The hearing, which neither woman attended, dealt with several preliminary issues before a full “line-by-line” assessment of costs takes place at a later date, which will decide the overall amount of money to be paid.

Judge Gordon-Saker said this could take place in early 2025, but added: “The parties need to get on with this and put it behind them.”

He said: “Realistically, it (the line-by-line assessment) is probably going to be next year, hopefully early next year.”

In 2019, Mrs Rooney, the wife of former Manchester United striker Wayne Rooney, publicly claimed Mrs Vardy’s account was the source behind three stories in The Sun newspaper featuring fake details she had posted on her private Instagram profile – her travelling to Mexico for a “gender selection” procedure, her planning to return to TV, and the basement flooding at her home.

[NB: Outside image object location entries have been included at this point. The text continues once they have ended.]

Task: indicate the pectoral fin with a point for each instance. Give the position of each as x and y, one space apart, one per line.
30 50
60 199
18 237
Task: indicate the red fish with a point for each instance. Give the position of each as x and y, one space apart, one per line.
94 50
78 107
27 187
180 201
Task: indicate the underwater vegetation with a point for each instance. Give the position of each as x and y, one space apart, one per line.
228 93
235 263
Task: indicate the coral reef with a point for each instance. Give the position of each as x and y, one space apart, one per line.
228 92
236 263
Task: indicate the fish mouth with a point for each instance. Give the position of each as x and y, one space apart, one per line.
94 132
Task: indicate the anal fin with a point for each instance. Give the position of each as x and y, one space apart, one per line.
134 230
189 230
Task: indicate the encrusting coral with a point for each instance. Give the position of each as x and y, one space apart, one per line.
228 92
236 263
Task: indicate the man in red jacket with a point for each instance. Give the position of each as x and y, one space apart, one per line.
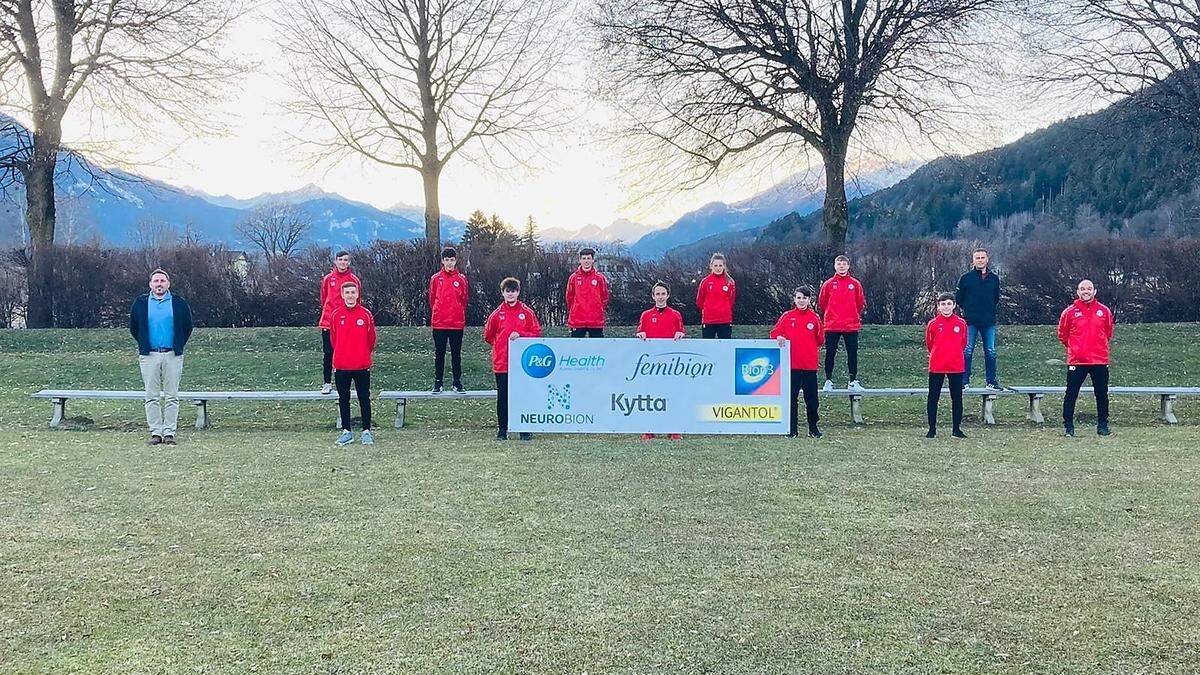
715 296
841 302
587 298
946 338
330 300
508 322
1085 328
448 318
353 335
802 327
660 322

After the high-profile trial, Mrs Justice Steyn ruled in Mrs Rooney’s favour in July 2022, finding the post was “substantially true” and that it was “likely” Mrs Vardy’s agent, Caroline Watt, had passed information to The Sun.

She added Mrs Vardy, the wife of Leicester City striker Jamie Vardy, “knew of and condoned this behaviour”.

At the latest hearing, Jamie Carpenter KC, representing Mrs Vardy, said in written submissions that Mrs Rooney’s claimed legal bill ran to £1,833,906.89, which was more than three times her “agreed costs budget of £540,779.07”.

He said the bill was “drawn without sufficient care” and had “a ‘kitchen sink’ approach”, and included “over £120,000 of costs to which Mrs Rooney has no entitlement”.

But Robin Dunne, for Mrs Rooney, said in his written submissions that Mrs Vardy had shown “deplorable conduct” in the case and that costs could have been lower if “she conducted this litigation appropriately”.

He added: “It sits ill in Mrs Vardy’s mouth to now claim that Mrs Rooney’s costs, a great deal of which were caused directly by her conduct, are unreasonable.”